Illustrative embodiments of the present application are described below in conjunction with the drawings, and various details of the embodiments of the present application are included therein for ease of understanding and are merely exemplary. should be regarded as Accordingly, those skilled in the art may make various changes and modifications to the embodiments described herein without departing from the scope and spirit of this application.
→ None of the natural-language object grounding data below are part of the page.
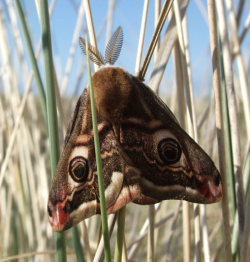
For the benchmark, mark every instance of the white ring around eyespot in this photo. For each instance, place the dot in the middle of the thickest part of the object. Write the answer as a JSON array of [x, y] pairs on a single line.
[[163, 134], [78, 151]]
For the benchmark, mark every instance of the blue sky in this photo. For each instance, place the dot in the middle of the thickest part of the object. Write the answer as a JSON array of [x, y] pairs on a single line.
[[128, 15]]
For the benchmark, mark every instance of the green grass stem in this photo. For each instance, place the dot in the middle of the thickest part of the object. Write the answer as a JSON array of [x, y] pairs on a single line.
[[99, 167], [32, 58], [120, 234], [77, 244], [51, 111]]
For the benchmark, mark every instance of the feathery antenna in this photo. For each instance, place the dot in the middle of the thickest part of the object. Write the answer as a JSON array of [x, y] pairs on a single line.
[[112, 52]]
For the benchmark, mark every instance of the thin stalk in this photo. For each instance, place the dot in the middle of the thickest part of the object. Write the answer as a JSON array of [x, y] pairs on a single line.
[[32, 58], [161, 21], [142, 36], [151, 238], [51, 111], [120, 234], [90, 25], [99, 166], [233, 112], [219, 124], [77, 244]]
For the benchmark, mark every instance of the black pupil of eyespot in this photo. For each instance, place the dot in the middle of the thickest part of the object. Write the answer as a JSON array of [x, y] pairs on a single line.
[[169, 151], [78, 169]]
Similarly, for the sake of clarity and brevity, the following description omits descriptions of well-known functions and constructions.

Hereinafter, an image processing method, a pre-trained model training method, an apparatus, and an electronic device according to embodiments of the present application will be described with reference to the drawings.

FIG. 1 is a schematic flowchart of an image processing method provided by an embodiment of the present application.

As shown in FIG. 1, the method includes the following steps 101-103.

Step 101, obtain a trained pre-training model, the pre-training model is such that the image feature output from the trained pre-training model has a minimum difference between the first image feature distance and the second image feature distance; where the first image feature distance is the distance between the image features of the training images extracted from the same video clip, and the second is the distance between image features of training images extracted from different video clips.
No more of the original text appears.